Call for Papers De-Colonizing Disability Theory Cripping Development

Prague , Czech Republic, 19-21.9.2013.

Institution: Department of Gender Studies, Charles University Prague, Gender Research Office and Department for Development Studies, University of Vienna, Czech Academy of Science

Deadline: 15.6.2013

The organizers of the conference wish to provide space for critical dialogue between disability studies and studies of Central and Eastern Europe, postcolonial studies, global and development studies.

This year’s interdisciplinary meeting focuses on mapping out the ways in which development policies and strategies as well as the very concept itself allow for or contribute to upholding global inequalities.

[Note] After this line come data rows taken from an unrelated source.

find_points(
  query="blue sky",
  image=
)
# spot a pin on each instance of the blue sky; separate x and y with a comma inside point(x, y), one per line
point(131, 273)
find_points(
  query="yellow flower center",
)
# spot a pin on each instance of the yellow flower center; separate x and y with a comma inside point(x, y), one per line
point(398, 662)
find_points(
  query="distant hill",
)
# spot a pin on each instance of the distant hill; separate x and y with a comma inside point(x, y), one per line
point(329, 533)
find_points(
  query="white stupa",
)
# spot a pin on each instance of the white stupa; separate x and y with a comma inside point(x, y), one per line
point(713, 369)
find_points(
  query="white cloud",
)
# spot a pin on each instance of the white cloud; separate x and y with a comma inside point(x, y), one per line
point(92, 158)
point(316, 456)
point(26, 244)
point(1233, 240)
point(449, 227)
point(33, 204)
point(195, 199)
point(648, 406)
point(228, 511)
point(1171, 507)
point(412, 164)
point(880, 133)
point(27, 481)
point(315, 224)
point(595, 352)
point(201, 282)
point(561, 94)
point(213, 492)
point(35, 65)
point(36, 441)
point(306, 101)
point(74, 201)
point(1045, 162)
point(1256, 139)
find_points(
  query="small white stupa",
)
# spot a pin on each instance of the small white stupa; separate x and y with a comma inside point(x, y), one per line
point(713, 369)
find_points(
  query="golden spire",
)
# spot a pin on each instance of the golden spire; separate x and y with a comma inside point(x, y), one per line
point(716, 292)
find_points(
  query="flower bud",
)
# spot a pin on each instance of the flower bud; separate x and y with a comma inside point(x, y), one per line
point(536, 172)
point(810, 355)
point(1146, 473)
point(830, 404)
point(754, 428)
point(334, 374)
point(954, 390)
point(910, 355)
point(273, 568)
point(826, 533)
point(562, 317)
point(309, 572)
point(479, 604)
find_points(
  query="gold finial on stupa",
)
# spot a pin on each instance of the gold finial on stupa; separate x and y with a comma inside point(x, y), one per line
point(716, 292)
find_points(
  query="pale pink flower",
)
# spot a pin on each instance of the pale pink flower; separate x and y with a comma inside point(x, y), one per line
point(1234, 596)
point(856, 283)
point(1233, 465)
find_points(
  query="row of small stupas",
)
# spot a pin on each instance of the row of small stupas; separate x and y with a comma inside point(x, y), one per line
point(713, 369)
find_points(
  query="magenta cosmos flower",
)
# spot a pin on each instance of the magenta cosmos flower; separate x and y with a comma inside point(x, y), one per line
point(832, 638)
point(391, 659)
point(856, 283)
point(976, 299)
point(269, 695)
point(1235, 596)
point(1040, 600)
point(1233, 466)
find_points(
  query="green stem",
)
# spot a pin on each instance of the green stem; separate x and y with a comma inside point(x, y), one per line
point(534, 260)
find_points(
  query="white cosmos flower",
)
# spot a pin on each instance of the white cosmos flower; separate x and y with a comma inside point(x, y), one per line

For instance, a growing number of both disability scholars and activists is calling for a sustained and critical engagement with the ways in which disability policies and rights agendas carried out in the name of global development reinscribe the hegemony of the global North. This diagnosis however does not only apply to a presumed North/South axes. Similar critique has been directed at the narratives of development that frame the transformation of the Eastern and Central European countries from communism/socialism into capitalism (and their subsequent inclusion into the European Union); such narratives have served to reproduce the hegemonic notion of the “progressive West” and the “backwards Eastern” peripheries and were instrumentalized in transmission of neoliberal capitalism. These processes have had very specific impact on lives of people with disabilities, on their political/activist formations as well as on state disability policies and their recent austerity cuts.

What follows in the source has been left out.